Incidence and mortality
- It is rare in the UK. In 2007 there were 3 cases notified.
- It is largely a disease of the developing world and the poor, where there is inadequate vaccination, neonatal tetanus causing 23-75% of neonatal deaths. It killed 277,400 people worldwide in 1997.
- Mortality in the untreated is up to 45% (66% in neonates); with treatment is it <10%, the rate in those who have received 1-2 doses of vaccine previously being approximately half that of the unvaccinated.
- Age >60 years, lack of immunisation, poverty, drug addiction.
- Wounds contaminated with garden soil or manure and those caused by rusty metals are particularly dangerous.
- It can also complicate burns, ulcers, gangrene, snakebite, frostbite, otitis media, septic abortion, childbirth.
- It can also occur following IM injections in surgery.
- Tetanus neonatorum is associated with poor obstetric techniques. This is particularly the case with the practice of applying cow dung or clarified butter to the cut surface of the umbilical cord, in both Africa and India.
Incubation period is on average 7 or 8 days but can range from 1 day to 2 months. The shorter the incubation period, the worse the severity. 15-25% of cases show no evidence of recent wounds. Clinically, 3 forms are recognised:
- Generalised tetanus (80%); usually a descending pattern after prodromal fever, malaise and headache:
- Trismus (lockjaw, an associated later feature: risus sardonicus, a grin-like expression from fixed facial muscle spasm)
- Neck stiffness (which may develop into opisthotonus: arched body with hyperextended neck)
- Swallowing difficulties
- Abdominal muscle rigidity
- Muscular spasms (initially reflexive, then spontaneous)
- Local tetanus: this is uncommon, may precede generalised tetanus but, generally, is a self-limiting illness with painful muscle spasms localised to the site of injury.

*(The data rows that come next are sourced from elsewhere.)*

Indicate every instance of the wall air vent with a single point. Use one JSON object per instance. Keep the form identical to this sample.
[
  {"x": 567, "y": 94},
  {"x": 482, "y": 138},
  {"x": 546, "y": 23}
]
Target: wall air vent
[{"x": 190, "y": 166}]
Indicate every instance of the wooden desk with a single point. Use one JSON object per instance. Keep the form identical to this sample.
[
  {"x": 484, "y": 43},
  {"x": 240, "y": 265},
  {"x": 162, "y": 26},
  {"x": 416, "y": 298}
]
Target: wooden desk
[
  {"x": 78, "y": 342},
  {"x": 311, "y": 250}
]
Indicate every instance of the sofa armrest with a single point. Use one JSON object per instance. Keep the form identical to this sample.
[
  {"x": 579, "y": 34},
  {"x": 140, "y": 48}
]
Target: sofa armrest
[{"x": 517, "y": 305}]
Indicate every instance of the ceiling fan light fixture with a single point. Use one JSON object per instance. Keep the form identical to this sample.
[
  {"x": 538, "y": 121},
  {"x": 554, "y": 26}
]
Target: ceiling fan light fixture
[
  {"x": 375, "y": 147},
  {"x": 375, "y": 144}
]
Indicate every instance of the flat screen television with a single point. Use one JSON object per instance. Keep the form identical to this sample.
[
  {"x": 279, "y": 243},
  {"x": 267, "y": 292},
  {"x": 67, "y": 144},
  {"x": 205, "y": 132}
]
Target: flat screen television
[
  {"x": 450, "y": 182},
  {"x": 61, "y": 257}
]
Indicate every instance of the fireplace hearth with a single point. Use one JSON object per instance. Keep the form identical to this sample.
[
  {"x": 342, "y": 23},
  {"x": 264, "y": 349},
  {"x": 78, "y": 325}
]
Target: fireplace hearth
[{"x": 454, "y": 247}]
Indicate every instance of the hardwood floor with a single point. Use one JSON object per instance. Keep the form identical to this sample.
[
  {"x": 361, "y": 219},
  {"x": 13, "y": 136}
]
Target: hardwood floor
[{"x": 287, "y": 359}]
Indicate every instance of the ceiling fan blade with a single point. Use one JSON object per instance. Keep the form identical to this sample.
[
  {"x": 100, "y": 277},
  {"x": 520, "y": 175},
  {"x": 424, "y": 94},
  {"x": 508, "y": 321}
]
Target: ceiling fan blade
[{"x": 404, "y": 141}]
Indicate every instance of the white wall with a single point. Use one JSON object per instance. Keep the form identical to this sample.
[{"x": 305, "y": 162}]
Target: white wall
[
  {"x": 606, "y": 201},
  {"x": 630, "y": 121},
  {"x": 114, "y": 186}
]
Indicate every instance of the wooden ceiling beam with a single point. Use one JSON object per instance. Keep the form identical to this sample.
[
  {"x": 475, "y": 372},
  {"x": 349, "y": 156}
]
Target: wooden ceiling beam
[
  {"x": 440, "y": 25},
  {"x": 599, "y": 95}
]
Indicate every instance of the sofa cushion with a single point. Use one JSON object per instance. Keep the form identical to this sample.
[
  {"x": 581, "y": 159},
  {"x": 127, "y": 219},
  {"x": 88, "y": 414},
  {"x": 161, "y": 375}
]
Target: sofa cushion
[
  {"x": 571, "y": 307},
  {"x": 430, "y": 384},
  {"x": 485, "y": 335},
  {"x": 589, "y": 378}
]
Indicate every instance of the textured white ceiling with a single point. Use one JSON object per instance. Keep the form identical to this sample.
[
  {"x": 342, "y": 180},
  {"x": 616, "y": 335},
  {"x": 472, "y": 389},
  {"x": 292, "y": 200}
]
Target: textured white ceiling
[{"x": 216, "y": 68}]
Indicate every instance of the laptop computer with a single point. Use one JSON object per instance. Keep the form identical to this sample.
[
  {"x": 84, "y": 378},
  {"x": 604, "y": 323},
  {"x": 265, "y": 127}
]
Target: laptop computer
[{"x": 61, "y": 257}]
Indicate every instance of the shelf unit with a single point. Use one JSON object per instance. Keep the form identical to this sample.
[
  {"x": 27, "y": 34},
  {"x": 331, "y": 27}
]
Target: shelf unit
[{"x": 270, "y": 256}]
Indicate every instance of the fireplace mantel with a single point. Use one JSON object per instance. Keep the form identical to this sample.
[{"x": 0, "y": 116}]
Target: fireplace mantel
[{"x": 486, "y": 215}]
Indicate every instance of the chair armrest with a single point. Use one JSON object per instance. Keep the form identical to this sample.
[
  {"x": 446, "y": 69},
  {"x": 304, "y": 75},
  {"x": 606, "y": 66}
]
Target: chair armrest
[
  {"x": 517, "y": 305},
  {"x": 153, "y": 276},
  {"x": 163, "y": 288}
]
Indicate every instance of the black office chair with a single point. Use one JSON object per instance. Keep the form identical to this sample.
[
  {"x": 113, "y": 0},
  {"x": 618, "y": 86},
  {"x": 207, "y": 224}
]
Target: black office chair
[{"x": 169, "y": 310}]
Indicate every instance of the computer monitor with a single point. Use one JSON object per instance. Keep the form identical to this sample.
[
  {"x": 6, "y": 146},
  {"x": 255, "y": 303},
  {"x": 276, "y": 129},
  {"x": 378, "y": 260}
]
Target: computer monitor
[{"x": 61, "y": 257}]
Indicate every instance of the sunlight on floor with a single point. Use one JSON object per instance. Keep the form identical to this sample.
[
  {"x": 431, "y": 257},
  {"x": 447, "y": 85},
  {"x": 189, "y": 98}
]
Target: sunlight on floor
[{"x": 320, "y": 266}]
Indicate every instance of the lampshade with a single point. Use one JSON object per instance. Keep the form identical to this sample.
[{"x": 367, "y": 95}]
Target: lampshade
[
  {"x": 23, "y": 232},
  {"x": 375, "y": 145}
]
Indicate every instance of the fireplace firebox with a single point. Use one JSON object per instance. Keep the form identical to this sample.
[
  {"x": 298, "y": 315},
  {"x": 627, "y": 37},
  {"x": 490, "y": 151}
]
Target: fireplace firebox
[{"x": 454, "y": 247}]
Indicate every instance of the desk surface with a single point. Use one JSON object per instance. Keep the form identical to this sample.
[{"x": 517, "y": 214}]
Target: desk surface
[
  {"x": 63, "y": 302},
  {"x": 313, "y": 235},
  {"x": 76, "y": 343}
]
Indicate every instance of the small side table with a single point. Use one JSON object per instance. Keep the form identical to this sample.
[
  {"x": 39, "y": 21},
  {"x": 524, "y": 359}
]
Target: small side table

- Cephalic tetanus: this is usually secondary to otitis media or a head injury, exhibiting cranial (especially facial) nerve palsies, and progressing to the generalised form if untreated.
Complications in severe generalised tetanus:
- Aspiration pneumonia
- Laryngospasm, which may lead to asphyxia
- Fractures from sustained contractions and convulsions
- Respiratory embarrassment with tachypnoea, and intermittent apnoea
- Autonomic nervous involvement leading to hypertension, dysrhythmias and cardiac arrest
- Tetanic seizures mimicking epilepsy - frequency and severity related to the severity of illness, and indicate poor prognosis
- Pulmonary embolus particularly in drug abusers and the elderly.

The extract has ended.